Ecco quanto ho scritto, mentre il bonzo mi sorrideva e dall’al-
to mi sorrideva il Buddha.
- La giornata del monaco?
- All’alba, sveglia. Levato il sole, in cammino. Sempre
all’aria aperta. Una volta al giorno accetta che un devoto
riempia la sua ciotola, riso o verdura.
- Ciotola? Quant’è grande?
- Il palmo d’una mano.
- Carne?
- Mai. Compassione per tutti i viventi.
- Denaro?
- Mai. Accetta solo cibo vegetale. Beve acqua di fonte.
- Quanti pasti al giorno?
- Unico.
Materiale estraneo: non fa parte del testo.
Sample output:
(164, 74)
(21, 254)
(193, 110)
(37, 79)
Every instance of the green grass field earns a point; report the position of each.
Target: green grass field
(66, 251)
Fra le 9 e le 10.
- Se nessuno gli ha dato niente?
- Digiuna.
- Che fa tutto il giorno?
- Cammina, attento alla vita interiore, meta il risveglio,
modello il Buddha.
- Se l’interrogano?
- Offre a tutti istruzione, consiglio e assistenza, imparzial-
mente, gli uomini essendo eguali, anzi tutti i viventi, animali e
vegetali, uniti nella compassione, tutti da aiutare, perfino il
granello di polvere.
- Le donne?
- L’asceta è casto, le donne rispettose.
- Povero e casto. Sono i suoi voti perpetui?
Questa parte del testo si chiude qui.